BitSyntax-0.3.2: A module to aid in the (de)serialisation of binary data

Data.BitSyntax

Contents

Description

This module contains fuctions and templates for building up and breaking down packed bit structures. It's something like Erlang's bit-syntax (or, actually, more like Python's struct module).

This code uses Data.ByteString which is included in GHC 6.5 and you can get it for 6.4 at http://www.cse.unsw.edu.au/~dons/fps.html

Synopsis

Building bit structures

The core function here is makeBits, which is a perfectly normal function. Here's an example which makes a SOCKS4a request header: makeBits [U8 4, U8 1, U16 80, U32 10, NullTerminated "username", NullTerminated "www.haskell.org"]

data BitBlock Source

Constructors

U8 Int

Unsigned 8-bit int

U16 Int

Unsigned 16-bit int

U32 Int

Unsigned 32-bit int

U16LE Int

Little-endian, unsigned 16-bit int

U32LE Int

Little-endian, unsigned 32-bit int

NullTerminated String

Appends the string with a trailing NUL byte

RawString String

Appends the string without any terminator

RawByteString ByteString

Appends a ByteString

PackBits [(Int, Int)]

Packs a series of bit fields together. The argument is a list of pairs where the first element is the size (in bits) and the second is the value. The sum of the sizes for a given PackBits must be a multiple of 8

Instances

makeBits :: [BitBlock] -> ByteStringSource

Make a binary string from the list of elements given

Breaking up bit structures

The main function for this is bitSyn, which is a template function and so you'll need to run with -fth to enable template haskell http://www.haskell.org/th/.

To expand the function you use the splice command: $(bitSyn [...])

The expanded function has type ByteString -> (...) where the elements of the tuple depend of the argument to bitSyn (that's why it has to be a template function).
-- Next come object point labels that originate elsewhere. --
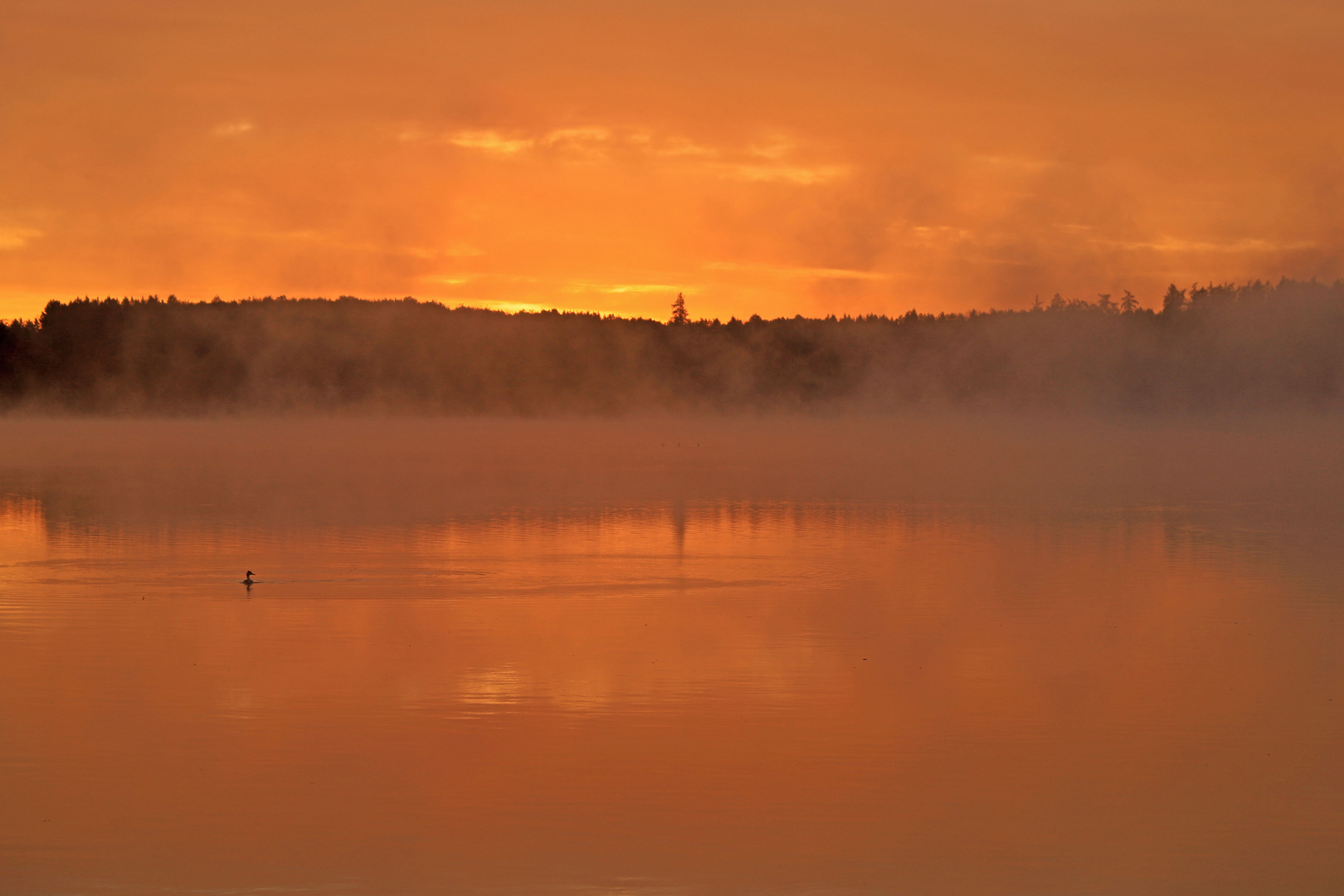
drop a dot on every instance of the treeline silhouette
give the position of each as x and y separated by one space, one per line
1255 345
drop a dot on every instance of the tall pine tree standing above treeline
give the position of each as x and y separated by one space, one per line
1210 348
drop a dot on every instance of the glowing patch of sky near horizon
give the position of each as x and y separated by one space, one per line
962 155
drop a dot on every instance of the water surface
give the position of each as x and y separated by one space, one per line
671 657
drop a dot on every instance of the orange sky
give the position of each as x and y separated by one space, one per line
762 158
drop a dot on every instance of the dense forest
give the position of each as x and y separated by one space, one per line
1259 345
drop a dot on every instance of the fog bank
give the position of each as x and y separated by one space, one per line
1224 348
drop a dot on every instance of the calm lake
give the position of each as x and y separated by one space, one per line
774 655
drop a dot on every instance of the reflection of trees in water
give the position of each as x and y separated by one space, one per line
1214 347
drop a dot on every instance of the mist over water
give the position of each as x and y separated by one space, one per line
921 655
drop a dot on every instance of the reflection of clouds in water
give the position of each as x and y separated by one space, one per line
499 685
238 703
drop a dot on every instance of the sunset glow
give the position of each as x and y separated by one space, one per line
773 158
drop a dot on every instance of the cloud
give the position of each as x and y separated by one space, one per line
806 273
234 128
17 236
489 141
765 163
801 175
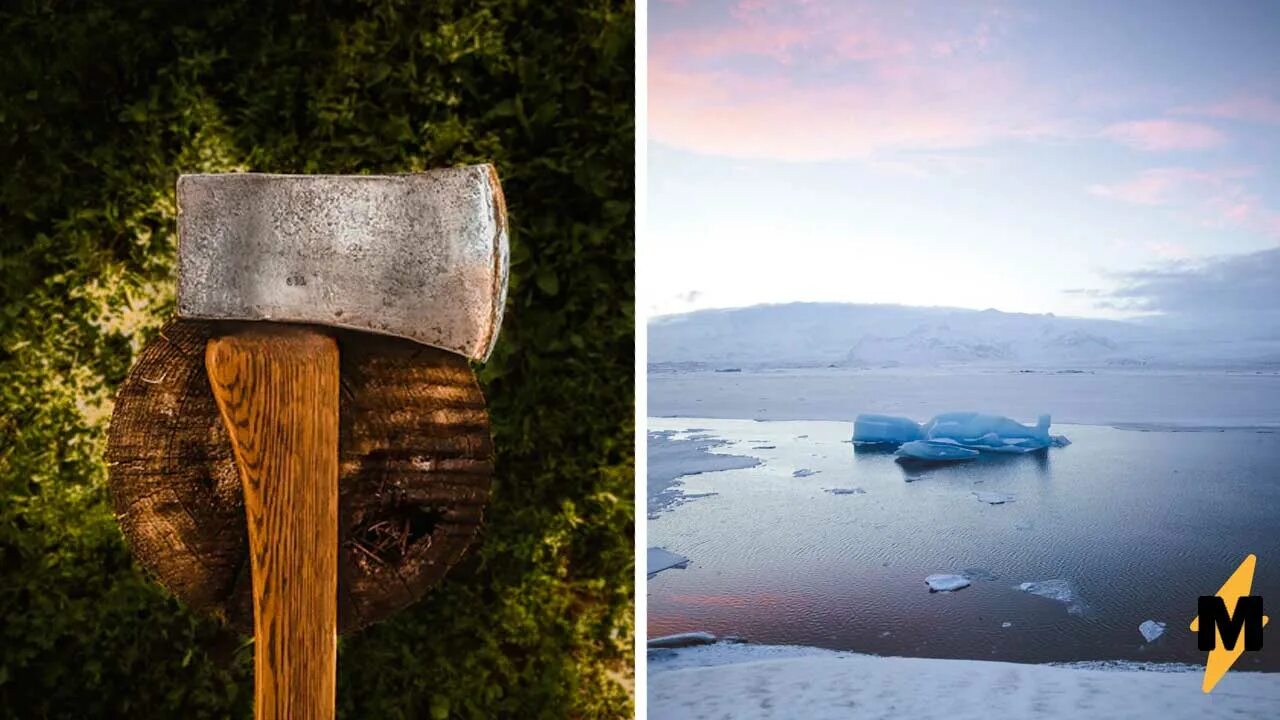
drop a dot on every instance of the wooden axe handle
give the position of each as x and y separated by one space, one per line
277 390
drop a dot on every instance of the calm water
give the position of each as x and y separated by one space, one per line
1139 524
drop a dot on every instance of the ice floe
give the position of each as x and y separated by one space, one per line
885 429
662 560
936 451
1151 630
946 583
682 639
993 497
1061 591
954 436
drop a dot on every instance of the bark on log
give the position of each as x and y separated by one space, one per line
415 465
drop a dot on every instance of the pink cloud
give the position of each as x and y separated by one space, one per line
821 80
1165 135
1216 199
1251 108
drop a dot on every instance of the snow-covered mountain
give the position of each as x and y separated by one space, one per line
842 335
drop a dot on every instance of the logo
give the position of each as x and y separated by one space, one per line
1229 623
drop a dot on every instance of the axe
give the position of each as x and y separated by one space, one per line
287 272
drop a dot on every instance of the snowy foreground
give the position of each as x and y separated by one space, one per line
744 682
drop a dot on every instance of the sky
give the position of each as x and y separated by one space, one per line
1096 159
Heres an example, translated from the Erlang manual, which parses an IP header:

 decodeOptions bs ([_, hlen], _, _, _, _, _, _, _, _, _)
   | hlen > 5  = return $ BS.splitAt (fromIntegral ((hlen - 5) * 4)) bs
   | otherwise = return (BS.empty, bs)
 ipDecode = $(bitSyn [PackedBits [4, 4], Unsigned 1, Unsigned 2, Unsigned 2,
                      PackedBits [3, 13], Unsigned 1, Unsigned 1, Unsigned 2,
                      Fixed 4, Fixed 4, Context 'decodeOptions, Rest])
 ipPacket = BS.pack [0x45, 0, 0, 0x34, 0xd8, 0xd2, 0x40, 0, 0x40, 0x06,
                     0xa0, 0xca, 0xac, 0x12, 0x68, 0x4d, 0xac, 0x18,
                     0x00, 0xaf]

This function has several weaknesses compared to the Erlang version: The elements of the bit structure are not named in place, instead you have to do a pattern match on the resulting tuple and match up the indexes. The type system helps in this, but it's still not quite as nice.

data ReadType Source

Constructors

Unsigned Integer

An unsigned number of some number of bytes. Valid arguments are 1, 2 and 4

UnsignedLE Integer

An unsigned, little-endian integer of some number of bytes. Valid arguments are 2 and 4

Variable Name

A variable length element to be decoded by a custom function. The function's name is given as the single argument and should have type Monad m => ByteString -> m (v, ByteString)

Skip Integer

Skip some number of bytes

Fixed Integer

A fixed size field, the result of which is a ByteString of that length.

Ignore ReadType

Decode a value and ignore it (the result will not be part of the returned tuple)

Context Name

Like variable, but the decoding function is passed the entire result tuple so far. Thus the function whose name passed has type Monad m => ByteString -> (...) -> m (v, ByteString)

LengthPrefixed

Takes the most recent element of the result tuple and interprets it as the length of this field. Results in a ByteString

PackedBits [Integer]

Decode a series of bit fields, results in a list of Integers. Each element of the argument is the length of the bit field. The sums of the lengths must be a multiple of 8

Rest

Results in a ByteString containing the undecoded bytes so far. Generally used at the end to return the trailing body of a structure, it can actually be used at any point in the decoding to return the trailing part at that point.